A friend once told me that Armageddon doesn’t come quickly because it builds slowly. Humans have been building that end since the beginning. We’re so quick to shout the sky is falling, it’s a wonder we’ve even bothered to attempt to stick around as long as we have.
My generation was raised on the prophecy that life as we know it would derail and only a small few would survive to sleep in the ashes and envy the dead. We hid under our desks in grade school from the commies while our parents covered our ears to shut out the rock music poisoning our minds. California was to slide into the ocean while the New Madrid fault line would rip a hole through the Midwest and the East Coast would be buried under a tidal wave.
Once the Berlin Wall fell and capitalism danced triumphant in the ruins of Godless communism, the west was free to spread peace in the Middle East behind the barrel of a gun and inflate a bubble for us to kick back and celebrate the end of history. At least, for awhile. Soon enough, the apocalypse came knocking at our door again, bringing our nightmares to life via the specter of terrorism. Once again, life as we know it faces a threat we could never have predicted, one so onerous we need to burn several villages to save them. Since our very way of life hangs in the balance, our leaders and talking heads decided it better for us to light the fires ourselves. In the midst of the political turmoil that teeters the world on the edge of the end, the planet itself is falling apart. Of course, the jury is still out on that, because there’s a bubble we need to keep inflated.

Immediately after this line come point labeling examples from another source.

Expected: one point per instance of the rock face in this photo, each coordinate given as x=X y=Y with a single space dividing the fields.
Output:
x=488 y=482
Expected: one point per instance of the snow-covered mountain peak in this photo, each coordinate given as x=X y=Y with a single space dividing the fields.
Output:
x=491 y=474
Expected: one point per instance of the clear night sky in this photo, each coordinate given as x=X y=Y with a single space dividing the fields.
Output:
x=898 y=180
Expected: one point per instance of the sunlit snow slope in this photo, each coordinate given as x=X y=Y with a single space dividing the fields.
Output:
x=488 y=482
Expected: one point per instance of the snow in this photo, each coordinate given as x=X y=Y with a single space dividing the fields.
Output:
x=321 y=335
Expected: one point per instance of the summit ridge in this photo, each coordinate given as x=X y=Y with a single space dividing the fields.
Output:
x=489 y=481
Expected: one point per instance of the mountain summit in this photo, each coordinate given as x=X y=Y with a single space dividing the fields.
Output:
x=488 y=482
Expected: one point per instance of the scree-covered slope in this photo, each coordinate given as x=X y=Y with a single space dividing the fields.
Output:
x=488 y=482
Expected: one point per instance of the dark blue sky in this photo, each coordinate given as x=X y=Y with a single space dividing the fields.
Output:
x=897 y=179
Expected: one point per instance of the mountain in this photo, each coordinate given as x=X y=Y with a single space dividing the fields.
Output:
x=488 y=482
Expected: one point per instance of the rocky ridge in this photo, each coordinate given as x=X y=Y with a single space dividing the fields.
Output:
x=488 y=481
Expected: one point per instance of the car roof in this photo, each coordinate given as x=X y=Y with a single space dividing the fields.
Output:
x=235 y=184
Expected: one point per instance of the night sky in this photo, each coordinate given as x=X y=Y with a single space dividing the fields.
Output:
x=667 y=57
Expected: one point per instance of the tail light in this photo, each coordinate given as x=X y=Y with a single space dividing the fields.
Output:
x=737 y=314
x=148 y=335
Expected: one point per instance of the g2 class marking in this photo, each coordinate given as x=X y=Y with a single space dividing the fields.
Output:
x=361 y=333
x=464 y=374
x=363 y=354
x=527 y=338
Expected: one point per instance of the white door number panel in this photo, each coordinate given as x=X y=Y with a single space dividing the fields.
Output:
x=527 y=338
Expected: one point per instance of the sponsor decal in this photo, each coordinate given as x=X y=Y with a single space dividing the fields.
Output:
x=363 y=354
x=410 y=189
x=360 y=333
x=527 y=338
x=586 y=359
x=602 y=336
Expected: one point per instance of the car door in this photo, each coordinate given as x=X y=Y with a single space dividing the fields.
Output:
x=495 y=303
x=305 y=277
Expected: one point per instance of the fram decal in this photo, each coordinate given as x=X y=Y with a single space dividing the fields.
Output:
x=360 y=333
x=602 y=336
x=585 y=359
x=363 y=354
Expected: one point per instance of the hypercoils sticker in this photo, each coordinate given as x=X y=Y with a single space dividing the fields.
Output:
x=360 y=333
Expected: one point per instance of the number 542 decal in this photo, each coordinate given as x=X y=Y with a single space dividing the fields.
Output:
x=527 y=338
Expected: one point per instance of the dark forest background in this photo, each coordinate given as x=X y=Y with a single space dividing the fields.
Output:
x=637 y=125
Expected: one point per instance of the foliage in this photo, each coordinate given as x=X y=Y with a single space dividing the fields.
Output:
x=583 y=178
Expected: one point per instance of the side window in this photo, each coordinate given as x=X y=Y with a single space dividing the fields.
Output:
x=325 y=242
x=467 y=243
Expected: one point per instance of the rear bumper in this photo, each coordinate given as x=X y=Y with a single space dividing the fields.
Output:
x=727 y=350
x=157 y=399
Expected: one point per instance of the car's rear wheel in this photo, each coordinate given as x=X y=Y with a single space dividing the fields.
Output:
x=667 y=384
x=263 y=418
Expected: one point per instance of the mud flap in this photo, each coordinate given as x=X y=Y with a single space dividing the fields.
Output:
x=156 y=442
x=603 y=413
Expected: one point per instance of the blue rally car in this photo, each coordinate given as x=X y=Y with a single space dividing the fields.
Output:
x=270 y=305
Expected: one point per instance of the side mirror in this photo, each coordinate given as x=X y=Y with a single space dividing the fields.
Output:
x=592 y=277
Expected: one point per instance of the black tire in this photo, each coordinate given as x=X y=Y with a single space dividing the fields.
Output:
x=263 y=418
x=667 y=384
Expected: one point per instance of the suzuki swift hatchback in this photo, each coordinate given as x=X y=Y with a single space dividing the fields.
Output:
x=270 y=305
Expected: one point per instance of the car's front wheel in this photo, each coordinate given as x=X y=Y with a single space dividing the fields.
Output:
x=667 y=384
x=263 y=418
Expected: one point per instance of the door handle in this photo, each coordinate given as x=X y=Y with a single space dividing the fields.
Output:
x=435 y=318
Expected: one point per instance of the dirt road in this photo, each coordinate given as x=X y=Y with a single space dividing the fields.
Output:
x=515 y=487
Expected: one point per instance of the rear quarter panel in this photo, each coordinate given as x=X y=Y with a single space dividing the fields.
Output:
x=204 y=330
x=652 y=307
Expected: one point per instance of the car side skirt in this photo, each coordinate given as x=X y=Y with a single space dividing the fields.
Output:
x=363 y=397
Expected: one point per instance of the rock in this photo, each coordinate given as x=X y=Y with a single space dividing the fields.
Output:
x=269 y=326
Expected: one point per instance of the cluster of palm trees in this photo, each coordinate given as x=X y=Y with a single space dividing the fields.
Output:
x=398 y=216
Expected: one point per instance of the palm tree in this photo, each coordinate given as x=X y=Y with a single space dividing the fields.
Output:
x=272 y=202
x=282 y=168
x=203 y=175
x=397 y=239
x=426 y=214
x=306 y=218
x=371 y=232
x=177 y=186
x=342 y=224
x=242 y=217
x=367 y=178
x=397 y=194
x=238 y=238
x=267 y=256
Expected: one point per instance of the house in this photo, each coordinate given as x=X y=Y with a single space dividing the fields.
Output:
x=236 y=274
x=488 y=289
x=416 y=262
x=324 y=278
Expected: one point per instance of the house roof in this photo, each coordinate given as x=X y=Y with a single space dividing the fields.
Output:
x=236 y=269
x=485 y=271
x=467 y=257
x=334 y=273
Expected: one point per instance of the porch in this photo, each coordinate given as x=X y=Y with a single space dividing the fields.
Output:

There’s always a beast, always an anti-Christ, always an asteroid careening towards the planet while a supervolcano quietly awaits to explode. Near the year 800, the and abbot of Santo Toribio, then part of the kingdom of Asturias in what is now Spain, predicted the world would end on Easter. On the dawn of Easter morning, hundreds of peasants gathered at the abbey to wait for the end. After a day and a half past – no one ate or drank a thing – they just waited. Finally, a peasant called Ordonius is said to have exclaimed: “Let us eat and drink, so that if the End of the World comes we are full!” It’s not the accidental end we should worry about, it’s the end that’s engineered.













On December 21, 2012 there will occur an apparent alignment of three planets during the 4th hour. These planets will only appear to be in a straight line; Saturn, Mercury and Jupiter.